Asylum Seekers are not allowed to work in the UK. After waiting for a decision for one year, they may ask for permission to work. Permission will not be granted to become self employed and there is a list of “shortage occupations” administered by UKBA, an asylum seeker with permission to work is limited to these occupations should s/he find a job.
UKBA report that 59% of claims are dealt with within 30 days of the claim first being made. However, there are currently 28,000 cases that have been moved to the Case Audit and Assurance Unit (CAAU), there is no published timeframe for such cases.
So, when you read of asylum seekers living the life of Riley in the lap of luxury, in the south of England several alarms bells should ring, you should reach for your computer and start a complaint.
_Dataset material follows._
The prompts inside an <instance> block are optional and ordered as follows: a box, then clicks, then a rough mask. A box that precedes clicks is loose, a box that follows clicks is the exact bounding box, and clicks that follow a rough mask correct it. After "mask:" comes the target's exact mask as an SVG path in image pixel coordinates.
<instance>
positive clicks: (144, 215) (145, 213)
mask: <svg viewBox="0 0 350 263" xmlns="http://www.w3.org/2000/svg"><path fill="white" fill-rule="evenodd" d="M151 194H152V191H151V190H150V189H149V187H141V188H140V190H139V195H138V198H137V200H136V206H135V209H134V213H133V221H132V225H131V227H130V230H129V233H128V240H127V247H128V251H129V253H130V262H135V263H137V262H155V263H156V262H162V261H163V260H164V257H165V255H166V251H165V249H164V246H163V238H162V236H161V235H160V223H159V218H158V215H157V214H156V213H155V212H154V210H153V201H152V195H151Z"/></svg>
And finally… Another Word against Bogus
We cannot stress this too much, but there is no such thing as a bogus asylum seeker. It is a universal right under the Universal Declaration of Human Rights for anyone to seek asylum. Furthermore countries that have ratified the United Nations 1951 Convention Relating to the Status of Refugees and the European Convention on Human Rights – that includes the UK –are not permitted to return asylum seekers to countries in which they are at risk of persecution or torture.
The decision making in this field by the Home Office is very poor. About 28% of asylum appeals were overturned by the courts in 2009, and it remains notoriously difficult to gain refugee status in the UK.